The Modern Language Association congratulates the seven MLA members who were awarded National Endowment for the Humanities grants in August 2018. Their various projects include a seminar for higher education teachers on nineteenth-century western New York writers and a study of a 1970s African American women’s writing group.

Public Scholar Program

Devoney Looser, Arizona State University
Project Title: Biography of Sisters Jane Porter (1775–1850) and Anna Maria Porter (1778–1832), 19th-Century British Novelists
Description: Research and writing of a book on British sister novelists Jane Porter (1775–1850) and Anna Maria Porter (1778–1832), contemporaries of Jane Austen.

Courtney Thorsson, University of Oregon
Project Title: The Sisterhood: A Black Women’s Literary Organization
Description: Research and writing leading to publication of a book on a circle of African American women writers and how they supported one another’s work and careers. The group, which included Toni Morrison, Alice Walker, and Audre Lorde, met regularly in New York in the 1970s.

Seminars for School Teachers

Lori Branch, University of Iowa
Project Title: Religion, Secularism, and the Novel
Description: A three-week seminar for sixteen college and university faculty members examining the history of the novel as it relates to theses about the secularization of society or the continuing hold of religion on society, to be held at the University of Iowa.
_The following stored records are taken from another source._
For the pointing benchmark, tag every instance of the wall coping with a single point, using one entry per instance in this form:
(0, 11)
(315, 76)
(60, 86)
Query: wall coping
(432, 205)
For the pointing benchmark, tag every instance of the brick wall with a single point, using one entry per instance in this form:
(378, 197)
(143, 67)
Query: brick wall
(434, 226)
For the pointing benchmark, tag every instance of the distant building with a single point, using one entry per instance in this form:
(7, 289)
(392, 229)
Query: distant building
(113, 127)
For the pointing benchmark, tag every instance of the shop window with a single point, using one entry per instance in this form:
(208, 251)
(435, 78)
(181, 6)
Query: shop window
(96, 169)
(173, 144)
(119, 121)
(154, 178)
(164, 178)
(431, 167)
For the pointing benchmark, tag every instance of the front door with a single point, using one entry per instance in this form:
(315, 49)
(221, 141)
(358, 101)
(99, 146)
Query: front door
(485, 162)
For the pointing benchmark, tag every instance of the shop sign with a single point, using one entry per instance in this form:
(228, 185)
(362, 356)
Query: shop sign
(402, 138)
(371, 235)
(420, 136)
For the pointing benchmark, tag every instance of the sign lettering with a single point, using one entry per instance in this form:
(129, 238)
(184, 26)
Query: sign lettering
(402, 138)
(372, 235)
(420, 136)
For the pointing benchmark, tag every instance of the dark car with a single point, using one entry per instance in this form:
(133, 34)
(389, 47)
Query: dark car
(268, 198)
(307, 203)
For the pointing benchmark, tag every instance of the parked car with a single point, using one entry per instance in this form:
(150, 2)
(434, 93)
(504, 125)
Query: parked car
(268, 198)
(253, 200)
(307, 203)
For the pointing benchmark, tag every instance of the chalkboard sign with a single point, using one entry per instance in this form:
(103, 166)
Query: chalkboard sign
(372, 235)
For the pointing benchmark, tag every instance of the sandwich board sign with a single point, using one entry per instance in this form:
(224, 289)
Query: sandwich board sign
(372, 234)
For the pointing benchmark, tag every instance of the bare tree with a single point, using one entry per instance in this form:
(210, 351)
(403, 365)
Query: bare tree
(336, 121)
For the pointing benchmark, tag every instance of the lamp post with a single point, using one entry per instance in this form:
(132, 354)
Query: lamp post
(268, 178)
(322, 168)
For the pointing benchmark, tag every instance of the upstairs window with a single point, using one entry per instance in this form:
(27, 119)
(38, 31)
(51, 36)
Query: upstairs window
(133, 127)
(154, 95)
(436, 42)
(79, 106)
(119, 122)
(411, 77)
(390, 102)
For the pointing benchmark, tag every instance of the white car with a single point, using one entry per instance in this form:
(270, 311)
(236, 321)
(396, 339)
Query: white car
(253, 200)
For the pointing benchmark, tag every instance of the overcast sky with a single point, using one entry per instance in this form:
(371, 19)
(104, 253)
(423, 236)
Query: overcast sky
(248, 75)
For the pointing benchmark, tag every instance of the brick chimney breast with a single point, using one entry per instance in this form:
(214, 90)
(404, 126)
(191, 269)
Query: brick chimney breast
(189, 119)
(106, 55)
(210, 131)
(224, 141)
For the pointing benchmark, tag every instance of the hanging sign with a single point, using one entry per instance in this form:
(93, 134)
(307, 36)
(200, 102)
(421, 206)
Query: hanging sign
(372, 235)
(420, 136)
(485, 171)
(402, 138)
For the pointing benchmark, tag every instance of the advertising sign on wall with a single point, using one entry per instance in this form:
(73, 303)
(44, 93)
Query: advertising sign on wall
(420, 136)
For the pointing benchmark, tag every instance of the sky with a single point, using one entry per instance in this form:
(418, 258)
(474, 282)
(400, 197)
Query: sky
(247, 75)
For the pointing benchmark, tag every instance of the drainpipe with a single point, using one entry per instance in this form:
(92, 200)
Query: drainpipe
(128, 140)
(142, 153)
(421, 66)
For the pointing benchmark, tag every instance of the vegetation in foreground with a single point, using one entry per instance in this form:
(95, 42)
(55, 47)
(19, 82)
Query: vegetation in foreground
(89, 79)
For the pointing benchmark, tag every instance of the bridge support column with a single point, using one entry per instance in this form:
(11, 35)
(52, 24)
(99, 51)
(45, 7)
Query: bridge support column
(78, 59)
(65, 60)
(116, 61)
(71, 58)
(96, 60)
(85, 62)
John Jordan, University of California, Santa Cruz
Project Title: Reimagining the Literary Classic: Teaching Literature through Adaptations
Description: A three-week seminar for sixteen school teachers on adaptations of literary works.

Shirley Samuels, Cornell University
Project Title: Situating Democratic Writers in Western New York: Tocqueville, Cooper, Stanton, and Douglass
Description: A two-week seminar for sixteen college and university teachers to study the works of significant nineteenth-century writers in the historical and literary context of western New York.

Institutes for College and University Teachers

Liesl Olson, Newberry Library
Project Title: Making Modernism: Literature and Culture in Chicago, 1893–1955
Description: A four-week institute for twenty-five college and university teachers to study modernist literary and artistic expression through the collections of the Newberry Library and sites in Chicago.

Scholarly Editions and Translations

Sandra Spanier, Penn State University, University Park
Project Title: The Letters of Ernest Hemingway
Description: Preparation for publication of volumes 5, 6, and 7 of a scholarly edition of six-thousand surviving letters of the American author Ernest Hemingway (1899–1961).